アイデンティティを確立する方法,ライフチャート法

アイデンティティ確立,拡散について解説してきました。ここからは実際にアイデンティティを確立する方法を解説していきます。

今回は「過去の自分を受け入れる,ライフチャート法」についてお話していきたいと思います。

過去を受け入れる

連続性とは何か

皆さんは
・過去の自分を忘れたい
・後悔することが多い
・自分の過去はろくでもなかった

こんな感覚はありませんか?アイデンティティの確立には

「自己斉一性」
「連続性」

という重要な概念があります。連続性とはすなわち、自分の人生が今の自分を形創ってきたという感覚です。人生を振り返ってアイデンティティの確立を

これまでに起きたいろいろな体験を自分なりに意味を付け、色々失敗もあったけどそれが今の自分の糧になっていると感じらるようになると、安定したアイデンティティを確立することができます。

・過去があったからこそ今がある
・後悔せずに生きてきた
・自分の過去は失敗も成功も含め
 自分らしいものだった

こういった感覚を自己斉一性,連続性と言います。

心理学的な研究をもう少し知りたい方は下記をクリックしてみてください。

充実感との関連

谷(2001)は、390名の大学生を対象に「自己斉一性」と「充実感」と関わりも調査しました。自己斉一性とは連続性とほぼ同じ概念で、過去の自分を受け入れることを意味します。
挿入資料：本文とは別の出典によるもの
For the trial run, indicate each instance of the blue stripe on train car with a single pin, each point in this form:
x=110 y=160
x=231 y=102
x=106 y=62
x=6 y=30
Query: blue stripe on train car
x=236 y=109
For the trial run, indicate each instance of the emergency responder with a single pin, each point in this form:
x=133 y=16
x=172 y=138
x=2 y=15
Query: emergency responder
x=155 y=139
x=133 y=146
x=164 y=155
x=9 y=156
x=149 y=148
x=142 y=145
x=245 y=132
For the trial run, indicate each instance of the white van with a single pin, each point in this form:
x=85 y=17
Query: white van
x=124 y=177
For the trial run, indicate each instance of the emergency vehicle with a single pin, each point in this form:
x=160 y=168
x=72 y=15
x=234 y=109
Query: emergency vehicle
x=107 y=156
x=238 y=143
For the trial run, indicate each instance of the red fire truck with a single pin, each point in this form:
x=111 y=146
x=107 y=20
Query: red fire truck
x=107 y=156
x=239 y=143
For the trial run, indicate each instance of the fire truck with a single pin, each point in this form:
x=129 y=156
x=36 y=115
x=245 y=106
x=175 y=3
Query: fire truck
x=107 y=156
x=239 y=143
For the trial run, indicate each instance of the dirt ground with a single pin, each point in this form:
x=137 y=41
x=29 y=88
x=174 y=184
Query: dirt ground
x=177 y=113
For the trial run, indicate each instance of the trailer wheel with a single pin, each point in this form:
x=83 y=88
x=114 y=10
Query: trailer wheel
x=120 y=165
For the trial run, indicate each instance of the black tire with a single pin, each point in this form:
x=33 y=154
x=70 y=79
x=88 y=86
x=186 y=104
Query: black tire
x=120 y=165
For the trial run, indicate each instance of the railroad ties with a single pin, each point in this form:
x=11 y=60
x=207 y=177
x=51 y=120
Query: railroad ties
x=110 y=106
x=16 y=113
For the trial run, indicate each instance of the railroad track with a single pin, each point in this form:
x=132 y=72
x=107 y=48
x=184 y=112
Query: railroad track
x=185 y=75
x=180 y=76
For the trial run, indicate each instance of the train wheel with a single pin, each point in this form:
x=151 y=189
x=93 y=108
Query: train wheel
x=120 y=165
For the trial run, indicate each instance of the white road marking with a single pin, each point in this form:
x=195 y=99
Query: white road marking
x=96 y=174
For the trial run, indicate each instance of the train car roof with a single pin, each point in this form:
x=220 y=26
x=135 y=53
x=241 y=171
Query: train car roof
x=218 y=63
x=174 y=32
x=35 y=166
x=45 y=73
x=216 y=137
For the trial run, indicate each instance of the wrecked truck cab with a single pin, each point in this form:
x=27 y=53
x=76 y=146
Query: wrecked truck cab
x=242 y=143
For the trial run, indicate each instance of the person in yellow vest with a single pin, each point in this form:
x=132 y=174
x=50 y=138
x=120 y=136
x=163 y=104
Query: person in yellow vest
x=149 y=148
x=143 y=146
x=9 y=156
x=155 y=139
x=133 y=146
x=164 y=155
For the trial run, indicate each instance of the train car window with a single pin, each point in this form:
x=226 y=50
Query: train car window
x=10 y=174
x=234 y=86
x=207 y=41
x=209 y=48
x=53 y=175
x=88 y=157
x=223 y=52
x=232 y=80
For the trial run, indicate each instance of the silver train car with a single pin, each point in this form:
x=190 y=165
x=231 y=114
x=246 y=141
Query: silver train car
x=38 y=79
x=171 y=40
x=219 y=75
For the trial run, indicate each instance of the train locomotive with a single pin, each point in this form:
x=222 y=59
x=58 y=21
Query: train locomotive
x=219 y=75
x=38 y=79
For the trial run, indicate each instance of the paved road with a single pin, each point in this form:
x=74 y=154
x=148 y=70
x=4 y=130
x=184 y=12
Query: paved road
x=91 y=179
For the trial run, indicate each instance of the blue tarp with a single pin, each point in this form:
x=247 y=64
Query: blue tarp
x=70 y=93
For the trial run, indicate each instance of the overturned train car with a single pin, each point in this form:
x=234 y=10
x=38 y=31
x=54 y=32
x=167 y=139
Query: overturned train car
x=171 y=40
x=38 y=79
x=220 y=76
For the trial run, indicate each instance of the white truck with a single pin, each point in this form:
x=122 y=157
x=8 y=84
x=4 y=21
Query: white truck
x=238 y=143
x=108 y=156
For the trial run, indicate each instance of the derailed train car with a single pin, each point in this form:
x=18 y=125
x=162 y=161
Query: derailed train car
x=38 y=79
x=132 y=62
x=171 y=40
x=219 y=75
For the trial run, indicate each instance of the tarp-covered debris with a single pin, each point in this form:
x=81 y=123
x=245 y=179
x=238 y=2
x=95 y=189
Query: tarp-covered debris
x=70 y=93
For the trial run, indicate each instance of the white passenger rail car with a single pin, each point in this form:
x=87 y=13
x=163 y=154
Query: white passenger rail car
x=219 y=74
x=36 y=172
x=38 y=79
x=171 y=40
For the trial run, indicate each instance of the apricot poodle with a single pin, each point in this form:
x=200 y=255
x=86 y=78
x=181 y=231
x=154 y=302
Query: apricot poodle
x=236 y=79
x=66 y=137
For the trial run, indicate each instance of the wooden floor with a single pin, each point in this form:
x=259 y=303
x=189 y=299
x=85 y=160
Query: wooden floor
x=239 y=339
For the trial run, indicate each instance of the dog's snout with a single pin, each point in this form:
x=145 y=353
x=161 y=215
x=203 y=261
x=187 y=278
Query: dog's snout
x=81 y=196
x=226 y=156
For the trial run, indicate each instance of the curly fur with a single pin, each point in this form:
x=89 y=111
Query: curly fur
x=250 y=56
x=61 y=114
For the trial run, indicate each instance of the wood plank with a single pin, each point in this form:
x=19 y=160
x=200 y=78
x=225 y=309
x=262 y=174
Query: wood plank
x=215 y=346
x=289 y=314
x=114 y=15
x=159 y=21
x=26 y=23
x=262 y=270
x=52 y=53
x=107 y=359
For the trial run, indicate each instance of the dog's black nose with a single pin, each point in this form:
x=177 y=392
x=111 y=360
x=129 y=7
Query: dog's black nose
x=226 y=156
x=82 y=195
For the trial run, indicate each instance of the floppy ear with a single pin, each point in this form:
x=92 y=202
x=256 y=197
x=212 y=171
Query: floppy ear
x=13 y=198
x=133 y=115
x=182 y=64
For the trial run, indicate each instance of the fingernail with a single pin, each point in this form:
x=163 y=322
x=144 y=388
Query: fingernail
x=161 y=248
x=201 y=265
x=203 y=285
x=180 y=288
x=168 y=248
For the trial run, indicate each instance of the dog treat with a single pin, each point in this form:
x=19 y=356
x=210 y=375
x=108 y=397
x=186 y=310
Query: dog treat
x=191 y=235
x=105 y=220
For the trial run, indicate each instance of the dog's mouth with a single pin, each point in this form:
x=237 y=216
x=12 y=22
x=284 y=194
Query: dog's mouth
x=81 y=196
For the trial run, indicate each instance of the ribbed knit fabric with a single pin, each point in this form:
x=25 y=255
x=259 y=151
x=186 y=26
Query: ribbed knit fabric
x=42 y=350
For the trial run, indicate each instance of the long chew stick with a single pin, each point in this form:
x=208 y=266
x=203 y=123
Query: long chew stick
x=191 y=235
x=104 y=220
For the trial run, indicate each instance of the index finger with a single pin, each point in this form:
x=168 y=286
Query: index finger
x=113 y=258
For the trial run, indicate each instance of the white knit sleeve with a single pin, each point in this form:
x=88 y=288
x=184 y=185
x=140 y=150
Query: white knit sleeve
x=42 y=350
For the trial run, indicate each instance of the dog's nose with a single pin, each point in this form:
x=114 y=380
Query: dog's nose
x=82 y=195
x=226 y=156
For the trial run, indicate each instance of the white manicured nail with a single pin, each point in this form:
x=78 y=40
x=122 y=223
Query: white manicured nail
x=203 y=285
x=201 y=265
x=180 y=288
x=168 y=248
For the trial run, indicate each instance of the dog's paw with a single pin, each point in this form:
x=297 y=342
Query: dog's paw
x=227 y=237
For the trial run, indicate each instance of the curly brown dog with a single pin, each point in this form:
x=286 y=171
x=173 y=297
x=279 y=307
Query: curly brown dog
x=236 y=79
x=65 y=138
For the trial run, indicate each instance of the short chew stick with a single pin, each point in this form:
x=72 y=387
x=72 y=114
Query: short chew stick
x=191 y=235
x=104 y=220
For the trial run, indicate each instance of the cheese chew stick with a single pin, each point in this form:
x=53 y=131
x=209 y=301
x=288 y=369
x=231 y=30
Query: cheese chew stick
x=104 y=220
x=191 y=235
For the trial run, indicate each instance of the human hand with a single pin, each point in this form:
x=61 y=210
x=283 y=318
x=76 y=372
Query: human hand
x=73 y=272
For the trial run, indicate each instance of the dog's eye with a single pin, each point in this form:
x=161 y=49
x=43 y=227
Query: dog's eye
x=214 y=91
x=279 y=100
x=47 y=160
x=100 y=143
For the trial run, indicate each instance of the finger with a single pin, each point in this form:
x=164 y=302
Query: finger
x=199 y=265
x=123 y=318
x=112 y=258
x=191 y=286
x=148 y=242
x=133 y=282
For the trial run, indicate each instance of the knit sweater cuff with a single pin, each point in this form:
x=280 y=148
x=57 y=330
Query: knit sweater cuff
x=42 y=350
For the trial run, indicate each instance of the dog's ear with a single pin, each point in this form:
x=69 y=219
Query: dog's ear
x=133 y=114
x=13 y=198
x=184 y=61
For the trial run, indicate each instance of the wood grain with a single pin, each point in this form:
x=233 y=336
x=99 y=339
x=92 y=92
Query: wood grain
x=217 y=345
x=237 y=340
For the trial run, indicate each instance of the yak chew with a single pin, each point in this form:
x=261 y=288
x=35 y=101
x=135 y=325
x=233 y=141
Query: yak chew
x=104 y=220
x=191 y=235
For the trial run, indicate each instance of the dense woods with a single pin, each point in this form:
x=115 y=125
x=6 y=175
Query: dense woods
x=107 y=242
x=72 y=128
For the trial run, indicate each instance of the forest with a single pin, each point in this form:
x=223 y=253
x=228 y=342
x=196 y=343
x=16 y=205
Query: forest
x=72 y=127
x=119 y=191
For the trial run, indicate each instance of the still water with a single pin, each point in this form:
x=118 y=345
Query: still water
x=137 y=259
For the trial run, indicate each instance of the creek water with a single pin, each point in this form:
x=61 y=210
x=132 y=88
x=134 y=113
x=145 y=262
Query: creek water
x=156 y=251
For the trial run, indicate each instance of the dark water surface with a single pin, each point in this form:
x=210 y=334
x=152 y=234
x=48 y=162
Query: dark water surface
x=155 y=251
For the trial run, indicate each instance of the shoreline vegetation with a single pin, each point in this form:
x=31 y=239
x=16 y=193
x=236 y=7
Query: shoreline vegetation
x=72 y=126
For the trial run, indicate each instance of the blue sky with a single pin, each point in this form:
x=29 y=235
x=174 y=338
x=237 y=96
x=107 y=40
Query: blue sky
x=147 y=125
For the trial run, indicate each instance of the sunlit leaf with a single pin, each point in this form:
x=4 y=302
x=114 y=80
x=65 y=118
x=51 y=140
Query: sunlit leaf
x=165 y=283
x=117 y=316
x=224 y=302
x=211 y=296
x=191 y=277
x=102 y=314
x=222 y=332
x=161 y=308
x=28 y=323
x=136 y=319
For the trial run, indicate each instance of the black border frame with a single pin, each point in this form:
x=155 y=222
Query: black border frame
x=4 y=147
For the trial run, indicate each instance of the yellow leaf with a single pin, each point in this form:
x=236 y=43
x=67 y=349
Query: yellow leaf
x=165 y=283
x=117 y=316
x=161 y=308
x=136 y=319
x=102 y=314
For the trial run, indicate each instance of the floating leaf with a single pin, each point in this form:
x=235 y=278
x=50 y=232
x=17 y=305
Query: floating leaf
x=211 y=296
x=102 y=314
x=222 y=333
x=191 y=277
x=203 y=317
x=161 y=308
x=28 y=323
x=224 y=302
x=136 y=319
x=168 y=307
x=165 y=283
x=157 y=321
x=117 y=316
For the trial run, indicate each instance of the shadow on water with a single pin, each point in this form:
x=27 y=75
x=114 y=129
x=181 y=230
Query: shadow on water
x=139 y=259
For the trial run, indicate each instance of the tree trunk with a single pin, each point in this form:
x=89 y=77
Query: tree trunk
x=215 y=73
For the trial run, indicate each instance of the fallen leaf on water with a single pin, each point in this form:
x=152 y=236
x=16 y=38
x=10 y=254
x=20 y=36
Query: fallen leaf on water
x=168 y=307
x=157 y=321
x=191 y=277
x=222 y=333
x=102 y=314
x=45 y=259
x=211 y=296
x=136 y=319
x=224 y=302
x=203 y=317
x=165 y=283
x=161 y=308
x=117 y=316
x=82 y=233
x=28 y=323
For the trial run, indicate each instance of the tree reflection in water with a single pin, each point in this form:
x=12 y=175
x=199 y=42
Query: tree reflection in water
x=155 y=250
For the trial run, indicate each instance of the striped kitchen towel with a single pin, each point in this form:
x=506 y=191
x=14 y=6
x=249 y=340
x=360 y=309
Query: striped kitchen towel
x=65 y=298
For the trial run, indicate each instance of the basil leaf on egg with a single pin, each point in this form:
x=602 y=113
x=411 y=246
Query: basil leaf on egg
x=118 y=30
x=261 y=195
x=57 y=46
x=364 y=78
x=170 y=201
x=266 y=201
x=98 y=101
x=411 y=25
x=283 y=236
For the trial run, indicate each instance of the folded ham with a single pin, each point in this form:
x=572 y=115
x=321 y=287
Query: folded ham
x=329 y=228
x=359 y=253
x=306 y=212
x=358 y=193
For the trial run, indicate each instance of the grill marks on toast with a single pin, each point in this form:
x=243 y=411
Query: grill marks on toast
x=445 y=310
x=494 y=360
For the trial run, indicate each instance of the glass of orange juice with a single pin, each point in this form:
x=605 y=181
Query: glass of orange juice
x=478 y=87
その結果、自己斉一性と「一般的充実感」や「自信」と関連が見られました。

このことは、過去の自分を受け入れていくことが、精神的な健康やアイデンティティを確立した際の前向きな気分を生み出すこと示したと言えるのではないかと思います。

人間関係との関連

山本・岡本(2008)は大学生180名を対象に、谷のアイデンティティを測る質問紙と対人関係の態度との関連について調査を行っています。

その結果、男性と女性ともに自己斉一性と、人付き合いに対して消極的な傾向を示す「閉鎖性・防衛性」との関連が示されました。男性は-.61、女性は-.28でした。

自分を見つけよう

このことは、過去の自分を受け入れることがあまりできていないと、他者と積極的にかかわることが難しい傾向があることを示しています。

これまでの自分に自信がないと、人との関わり方にも迷いが生じてしまい、結果的に対人関係を避けてしまうと考えられます。

 

ライフチャートを使って

それでは実際に、過去に意味つけをするワークを行ってみましょう。今回は「ライフチャート」を作成して人生を振り返ってみます。

*注意-ある程度心の余裕があるときにしてください

ライフチャート

まずは下記のように図を書いてみましょう。

アイデンティティ 心理学

あなたの人生を振り返って、100%~-100%の数値で表していきます。

これには、みなさんそれぞれの人生に対する思いや意味付けが現れます。そこからさまざまな質問などを通して、いろいろ振り返ってみてほしいのです。

【記入例】

自分の軸を決めよう例えば、33歳の人であれば、こんな感じで途中までで結構です。

ライフチャートが書けたら、自分で書いてみたこのライフチャートをよく眺めてみてください。様々な思いが浮かんだかもしれません。

自分との対話

ここから、色々質問をしますのでライフチャートを確認しながら、自分の中で対話をしてみてください。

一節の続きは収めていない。